Someone posted the IBM/Affymetrix Collaboration PR yesterday on RB. The complete PR is a very interesting read. The timing of it's release, given the DNAPrint/Moffitt collaboration, is interesting as well. For instance, compare this from the IBM/Affymetrix PR:
http://biz.yahoo.com/prnews/040330/sftu036_2.html
The H. Lee Moffitt Cancer Center & Research Institute at the University of South Florida is collaborating with IBM and Affymetrix to design innovative clinical trials that take into account the latest genetic research findings and determine tailored treatment options for Moffitt patients.
"At Moffitt, we're committed to adopting the latest technologies to help researchers and clinicians speed cancer screening and diagnosis," said William Dalton, MD, Ph.D., CEO, Moffitt Cancer Center. "In order to quickly identify patients at risk and select potential clinical trial participants, we constantly seek out new solutions. Taking advantage of IBM's data integration services and life sciences expertise along with the Affymetrix GeneChip technology could lead to revolutionary ways to target cancer treatment."

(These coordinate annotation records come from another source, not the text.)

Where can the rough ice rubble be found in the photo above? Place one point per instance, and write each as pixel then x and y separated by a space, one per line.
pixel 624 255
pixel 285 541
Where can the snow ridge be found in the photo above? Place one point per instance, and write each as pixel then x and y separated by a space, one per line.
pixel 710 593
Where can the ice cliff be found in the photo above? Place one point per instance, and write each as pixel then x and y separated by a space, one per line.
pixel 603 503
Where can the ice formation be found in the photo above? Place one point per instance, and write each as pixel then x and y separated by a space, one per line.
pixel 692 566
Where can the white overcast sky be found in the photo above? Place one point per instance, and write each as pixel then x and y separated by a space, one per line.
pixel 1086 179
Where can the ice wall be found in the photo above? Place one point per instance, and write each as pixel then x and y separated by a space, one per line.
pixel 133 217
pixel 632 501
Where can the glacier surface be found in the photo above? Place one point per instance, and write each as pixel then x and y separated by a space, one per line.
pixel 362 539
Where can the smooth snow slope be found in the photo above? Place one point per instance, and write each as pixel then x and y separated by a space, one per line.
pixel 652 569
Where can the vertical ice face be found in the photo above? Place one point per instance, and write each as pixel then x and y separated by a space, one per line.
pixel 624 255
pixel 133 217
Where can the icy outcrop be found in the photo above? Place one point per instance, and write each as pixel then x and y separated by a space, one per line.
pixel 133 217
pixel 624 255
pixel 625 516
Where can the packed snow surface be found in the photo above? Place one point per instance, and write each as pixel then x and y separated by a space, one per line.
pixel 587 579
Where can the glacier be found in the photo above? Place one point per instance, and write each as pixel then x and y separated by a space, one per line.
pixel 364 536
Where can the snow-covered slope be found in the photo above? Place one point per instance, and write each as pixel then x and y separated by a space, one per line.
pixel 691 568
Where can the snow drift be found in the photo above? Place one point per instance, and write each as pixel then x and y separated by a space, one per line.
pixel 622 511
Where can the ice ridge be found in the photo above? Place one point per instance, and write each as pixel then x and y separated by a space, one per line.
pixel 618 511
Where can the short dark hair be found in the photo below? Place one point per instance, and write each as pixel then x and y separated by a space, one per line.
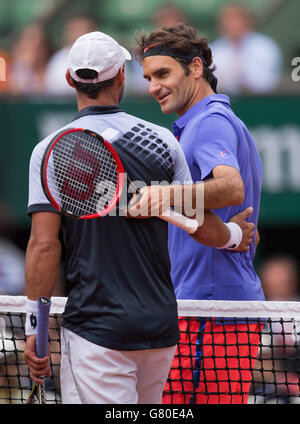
pixel 181 39
pixel 91 90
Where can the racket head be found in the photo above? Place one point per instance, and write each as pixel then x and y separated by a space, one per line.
pixel 81 174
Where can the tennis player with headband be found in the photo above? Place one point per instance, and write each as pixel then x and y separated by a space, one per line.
pixel 120 328
pixel 221 152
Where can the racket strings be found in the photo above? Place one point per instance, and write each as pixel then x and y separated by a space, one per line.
pixel 82 174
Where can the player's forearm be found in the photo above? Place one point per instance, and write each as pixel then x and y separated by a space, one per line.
pixel 213 232
pixel 212 194
pixel 41 267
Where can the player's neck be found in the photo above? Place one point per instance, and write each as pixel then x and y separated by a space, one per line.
pixel 201 91
pixel 104 99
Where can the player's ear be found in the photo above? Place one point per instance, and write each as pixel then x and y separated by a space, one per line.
pixel 69 79
pixel 197 67
pixel 121 75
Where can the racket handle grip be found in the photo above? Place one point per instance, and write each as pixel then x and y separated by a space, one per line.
pixel 44 304
pixel 188 224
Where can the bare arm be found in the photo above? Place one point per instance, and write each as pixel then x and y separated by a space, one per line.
pixel 41 269
pixel 43 255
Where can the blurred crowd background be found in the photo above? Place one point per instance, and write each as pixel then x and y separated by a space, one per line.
pixel 254 45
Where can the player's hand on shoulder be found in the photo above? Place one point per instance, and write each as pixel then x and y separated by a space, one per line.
pixel 150 202
pixel 248 229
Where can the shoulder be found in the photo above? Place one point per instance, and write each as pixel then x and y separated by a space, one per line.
pixel 162 132
pixel 40 148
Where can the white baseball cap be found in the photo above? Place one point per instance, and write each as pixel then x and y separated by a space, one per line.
pixel 99 52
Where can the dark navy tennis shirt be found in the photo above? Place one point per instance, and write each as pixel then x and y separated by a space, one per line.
pixel 118 269
pixel 210 135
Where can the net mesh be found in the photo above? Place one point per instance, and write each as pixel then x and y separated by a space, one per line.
pixel 229 352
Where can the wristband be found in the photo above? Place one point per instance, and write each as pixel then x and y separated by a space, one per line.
pixel 31 317
pixel 235 238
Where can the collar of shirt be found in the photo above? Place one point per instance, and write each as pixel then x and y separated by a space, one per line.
pixel 97 110
pixel 199 107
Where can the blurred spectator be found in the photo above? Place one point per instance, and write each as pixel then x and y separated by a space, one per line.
pixel 280 278
pixel 28 61
pixel 12 259
pixel 247 61
pixel 165 15
pixel 168 14
pixel 75 26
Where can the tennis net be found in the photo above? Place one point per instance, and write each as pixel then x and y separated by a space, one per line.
pixel 229 352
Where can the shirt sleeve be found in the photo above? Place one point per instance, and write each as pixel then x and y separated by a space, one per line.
pixel 37 201
pixel 216 144
pixel 182 173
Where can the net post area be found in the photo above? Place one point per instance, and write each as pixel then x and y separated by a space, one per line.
pixel 229 353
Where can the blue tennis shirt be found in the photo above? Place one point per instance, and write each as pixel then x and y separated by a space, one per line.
pixel 210 135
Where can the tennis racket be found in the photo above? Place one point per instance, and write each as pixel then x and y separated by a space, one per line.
pixel 37 394
pixel 82 176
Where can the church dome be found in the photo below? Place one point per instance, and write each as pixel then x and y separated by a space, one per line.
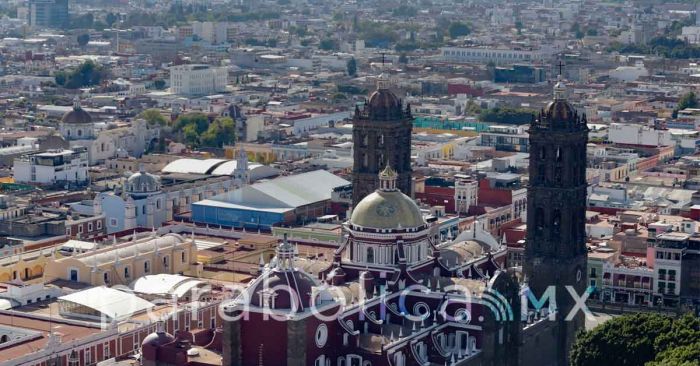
pixel 143 182
pixel 384 99
pixel 283 290
pixel 77 116
pixel 283 287
pixel 387 207
pixel 560 110
pixel 158 338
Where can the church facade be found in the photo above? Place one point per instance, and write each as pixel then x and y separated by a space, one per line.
pixel 394 294
pixel 105 142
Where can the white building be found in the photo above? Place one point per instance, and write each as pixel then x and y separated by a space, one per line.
pixel 495 55
pixel 466 194
pixel 53 167
pixel 198 79
pixel 629 73
pixel 103 142
pixel 632 134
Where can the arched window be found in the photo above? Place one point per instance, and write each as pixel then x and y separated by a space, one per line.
pixel 556 221
pixel 539 218
pixel 370 255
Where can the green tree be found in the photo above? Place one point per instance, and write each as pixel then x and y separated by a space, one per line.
pixel 458 29
pixel 153 117
pixel 199 121
pixel 576 30
pixel 190 135
pixel 640 339
pixel 110 19
pixel 87 74
pixel 159 84
pixel 221 132
pixel 352 67
pixel 506 115
pixel 519 26
pixel 328 44
pixel 688 100
pixel 83 39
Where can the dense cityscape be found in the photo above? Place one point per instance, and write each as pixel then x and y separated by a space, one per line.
pixel 349 182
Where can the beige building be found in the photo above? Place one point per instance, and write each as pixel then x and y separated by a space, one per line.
pixel 120 264
pixel 27 266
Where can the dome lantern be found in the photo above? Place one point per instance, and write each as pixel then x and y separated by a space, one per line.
pixel 285 255
pixel 387 179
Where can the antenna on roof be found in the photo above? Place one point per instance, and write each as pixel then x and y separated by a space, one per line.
pixel 561 67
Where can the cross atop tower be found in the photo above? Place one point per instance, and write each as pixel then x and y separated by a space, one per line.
pixel 561 67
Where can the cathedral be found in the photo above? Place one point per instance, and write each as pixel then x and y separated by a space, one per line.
pixel 381 132
pixel 394 294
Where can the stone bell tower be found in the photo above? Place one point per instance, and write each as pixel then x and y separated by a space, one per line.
pixel 555 252
pixel 381 136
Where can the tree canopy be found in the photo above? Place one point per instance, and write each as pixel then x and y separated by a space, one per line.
pixel 87 74
pixel 352 67
pixel 640 339
pixel 83 39
pixel 153 117
pixel 458 29
pixel 687 100
pixel 506 115
pixel 197 131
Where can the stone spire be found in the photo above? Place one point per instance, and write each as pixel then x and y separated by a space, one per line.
pixel 387 179
pixel 285 255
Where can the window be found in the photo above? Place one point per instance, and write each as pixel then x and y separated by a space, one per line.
pixel 539 218
pixel 74 275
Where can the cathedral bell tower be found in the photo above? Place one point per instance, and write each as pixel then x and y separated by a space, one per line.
pixel 382 136
pixel 555 252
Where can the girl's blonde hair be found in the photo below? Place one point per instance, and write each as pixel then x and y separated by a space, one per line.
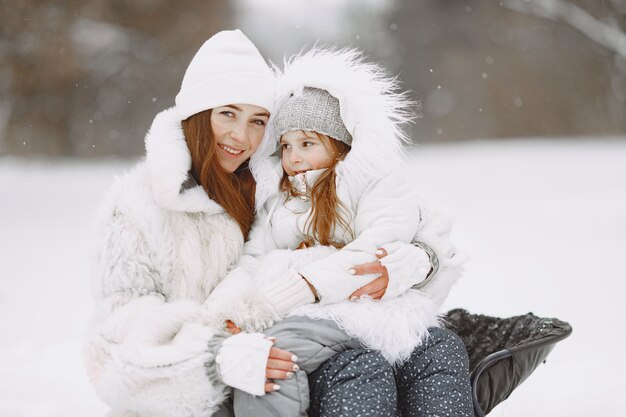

The IBM/Affymetrix solution is being designed to enable genetic data, such as how genes are expressed in a disease state, to be cross-referenced with patient data, including medical histories and lab tests. This data integration will make it quicker and easier to translate research findings into new, more individualized therapies and diagnostics. It will also help clinical trial investigators choose the best potential candidates for clinical trials -- and help improve trial successes -- by matching patient history with a particular genetic profile.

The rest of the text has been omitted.